Safety warning for farmers 'making hay'
Farmers and agri-contractors have been urged to put safety first as many are busy making hay and silage amid soaring temperatures.
Agriculture Minister Michael Creed warned a combination of high-powered machinery and fatigue due to long hours behind the wheel are factors that can increase the risk of accidents.
"Farmers and contractors are taking full advantage of the current excellent spell of weather and are literally making hay while the sun shines. This of course means longer working days and added pressure to get seasonal harvesting work done," said Mr Creed.
"This weather also means a lot of children are out and about on farms, and it is critical that safety is foremost in everyone's mind and that we take steps to avoid injuries, or worse, the loss of life. I have too many times seen the devastating impact that farm accidents can have on a family."

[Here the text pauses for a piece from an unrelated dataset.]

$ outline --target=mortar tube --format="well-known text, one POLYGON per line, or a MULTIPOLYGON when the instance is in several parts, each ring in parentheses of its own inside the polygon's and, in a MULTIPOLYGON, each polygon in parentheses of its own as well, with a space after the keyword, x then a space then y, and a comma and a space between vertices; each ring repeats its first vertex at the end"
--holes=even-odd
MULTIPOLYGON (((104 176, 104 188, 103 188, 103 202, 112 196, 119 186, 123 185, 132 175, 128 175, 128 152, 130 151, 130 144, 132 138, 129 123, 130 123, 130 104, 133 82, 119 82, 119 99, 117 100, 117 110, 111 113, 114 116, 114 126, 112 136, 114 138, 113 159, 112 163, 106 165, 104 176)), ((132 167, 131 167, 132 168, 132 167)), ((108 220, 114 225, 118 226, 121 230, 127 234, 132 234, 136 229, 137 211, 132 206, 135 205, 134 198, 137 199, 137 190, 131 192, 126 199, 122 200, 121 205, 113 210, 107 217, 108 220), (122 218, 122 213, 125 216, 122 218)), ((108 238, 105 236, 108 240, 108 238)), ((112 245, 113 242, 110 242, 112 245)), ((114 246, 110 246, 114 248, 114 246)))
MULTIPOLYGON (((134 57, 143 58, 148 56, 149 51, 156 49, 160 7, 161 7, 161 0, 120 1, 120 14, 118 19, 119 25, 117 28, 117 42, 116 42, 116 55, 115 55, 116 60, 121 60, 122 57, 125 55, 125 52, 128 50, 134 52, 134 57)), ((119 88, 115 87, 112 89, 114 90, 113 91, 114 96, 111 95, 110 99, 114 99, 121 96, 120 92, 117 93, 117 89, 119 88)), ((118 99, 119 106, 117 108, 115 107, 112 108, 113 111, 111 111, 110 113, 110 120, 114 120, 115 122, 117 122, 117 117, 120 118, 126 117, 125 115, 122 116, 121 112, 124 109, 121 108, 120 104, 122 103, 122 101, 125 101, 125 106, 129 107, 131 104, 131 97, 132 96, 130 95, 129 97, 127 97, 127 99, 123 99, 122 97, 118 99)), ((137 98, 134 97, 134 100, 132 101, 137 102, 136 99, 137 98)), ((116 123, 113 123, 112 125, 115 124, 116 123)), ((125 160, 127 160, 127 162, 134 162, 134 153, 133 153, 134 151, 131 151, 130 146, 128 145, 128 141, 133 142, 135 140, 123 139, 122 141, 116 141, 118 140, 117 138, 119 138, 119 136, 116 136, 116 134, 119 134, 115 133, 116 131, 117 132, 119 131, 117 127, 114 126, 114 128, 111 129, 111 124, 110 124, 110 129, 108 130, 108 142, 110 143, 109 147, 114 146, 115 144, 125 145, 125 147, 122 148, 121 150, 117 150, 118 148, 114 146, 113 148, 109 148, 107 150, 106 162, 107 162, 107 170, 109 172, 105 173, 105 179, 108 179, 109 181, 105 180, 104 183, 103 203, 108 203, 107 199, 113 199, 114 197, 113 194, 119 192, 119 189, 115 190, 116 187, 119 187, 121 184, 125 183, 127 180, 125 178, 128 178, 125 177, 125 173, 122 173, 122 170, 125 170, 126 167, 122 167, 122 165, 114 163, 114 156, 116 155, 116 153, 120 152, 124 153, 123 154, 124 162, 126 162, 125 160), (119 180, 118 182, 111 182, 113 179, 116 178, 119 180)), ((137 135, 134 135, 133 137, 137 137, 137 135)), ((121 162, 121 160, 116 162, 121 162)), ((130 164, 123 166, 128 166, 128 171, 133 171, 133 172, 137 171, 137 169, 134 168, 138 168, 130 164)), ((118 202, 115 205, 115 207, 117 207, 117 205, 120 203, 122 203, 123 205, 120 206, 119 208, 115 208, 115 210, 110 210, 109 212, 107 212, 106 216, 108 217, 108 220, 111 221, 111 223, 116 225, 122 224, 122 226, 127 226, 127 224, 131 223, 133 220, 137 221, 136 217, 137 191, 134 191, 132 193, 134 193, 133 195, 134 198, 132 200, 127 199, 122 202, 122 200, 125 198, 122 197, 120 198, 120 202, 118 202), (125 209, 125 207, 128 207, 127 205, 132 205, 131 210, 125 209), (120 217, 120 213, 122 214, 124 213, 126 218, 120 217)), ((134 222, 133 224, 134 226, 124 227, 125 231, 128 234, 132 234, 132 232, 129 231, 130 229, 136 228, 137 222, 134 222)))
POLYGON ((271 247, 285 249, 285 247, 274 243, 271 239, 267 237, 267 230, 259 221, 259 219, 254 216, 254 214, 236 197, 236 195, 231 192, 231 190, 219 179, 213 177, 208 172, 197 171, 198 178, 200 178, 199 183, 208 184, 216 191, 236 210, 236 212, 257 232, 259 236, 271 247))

So far this year half of all workplace deaths have taken place on farms - with 13 deaths linked to agriculture. Safety experts have also warned the farm can be a high-risk place for older people, with eight deaths so far this year over the age of 70.
Mr Creed also urged farmers to check and ensure all safety precautions are in place on farms with school holidays fast approaching.
Teagasc health and safety expert Dr John McNamara has urged farmers to give safety top priority to avoid further tragic loss of life. Farmers have also been encouraged to ensure children are not allowed to play around the farmyard or fields when silage is being made.